Confidentiality, building a relationship of trust
LAU is dedicated to forming a new generation of health professionals that puts confidentiality at the forefront of medical practices.
In ethics class, students develop their ability to think critically about their actions and their consequences.
Confidentiality is one of the core duties in the medical profession, yet one which is most often overlooked. In Lebanon, the prevalence of close-knit communities makes the argument for patient privacy ever more compelling.
According to Dr. Sola Bahous, assistant dean for Clinical Affairs at LAU’s Gilbert and Rose-Marie Chagoury School of Medicine, it is common for extended families to presume they have a right to intimate details about the patient’s health. “Students find it difficult to deal with family members who insist on remaining in the room during a doctor’s visit,” says Bahous referring to LAU students in health and health-related disciplines working at LAU Medical Center-Rizk Hospital, the university’s affiliated hospital.
Nancy Hoffart, founding dean of the Alice Ramez Chagoury School of Nursing, affirms that privacy is a complex issue in Lebanon. “A student once said that he could not lie to his mom,” says Hoffart. “It was a joke, but it still says a lot about how hard it is for some students to withhold information from their families.”
In light of an increasing awareness of its pivotal role in building a relationship of trust, LAU is stressing the importance of confidentiality in its curriculum.
“We teach them about confidentiality both by discussing the concept in class and by providing role models they can refer to when handling certain situations,” says Bahous. In ethics class, students are confronted with real-life scenarios designed to develop their ability to think critically about their actions and their consequences.
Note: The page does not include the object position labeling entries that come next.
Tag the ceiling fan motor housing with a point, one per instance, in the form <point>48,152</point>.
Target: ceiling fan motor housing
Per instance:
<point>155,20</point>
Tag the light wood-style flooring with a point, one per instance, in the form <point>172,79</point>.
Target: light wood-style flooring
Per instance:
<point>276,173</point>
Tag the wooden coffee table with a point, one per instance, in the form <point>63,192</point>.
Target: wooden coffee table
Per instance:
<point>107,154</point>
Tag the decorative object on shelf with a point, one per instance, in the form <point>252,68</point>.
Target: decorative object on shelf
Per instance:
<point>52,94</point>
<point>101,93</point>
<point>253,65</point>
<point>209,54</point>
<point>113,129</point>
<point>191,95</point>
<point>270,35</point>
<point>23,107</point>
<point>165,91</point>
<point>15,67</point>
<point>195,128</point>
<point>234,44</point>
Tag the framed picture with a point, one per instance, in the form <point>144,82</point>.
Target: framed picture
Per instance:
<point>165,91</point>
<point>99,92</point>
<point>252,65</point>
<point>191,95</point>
In Hoffart’s view, the fact that social media often compounds the problem must be tackled in the classroom. “When students enter a hospital for the first time, they are excited about the new experience and want to share it with friends, but they must know that this might mean a serious breach of the patient’s privacy,” she says. “It does not matter if the patient is sharing information on social media. A medical professional is nonetheless bound to confidentiality.”
To ingrain ethical practices in the students, they are instructed to write reports using only the patient’s initials even when working alongside their supervisor.
According to Hoffart, who has had extensive experience in the U.S., there is a greater degree of information sharing in Lebanon but the repercussions of a confidentiality breach can be harsher.
“When a woman has breast cancer in the U.S., she will most probably say so because she is sure to receive support,” says Hoffart. “In Lebanon however, it is the opposite. The patient will most likely want to keep it secret.”
In Lebanon, cases of doctors discussing confidential records in public places, such as hospital elevators, have harmed the relationship of trust that is at the basis of good medical care. LAU is dedicated to forming a new generation of health professionals that truly understands the importance of safeguarding a patient’s right to privacy.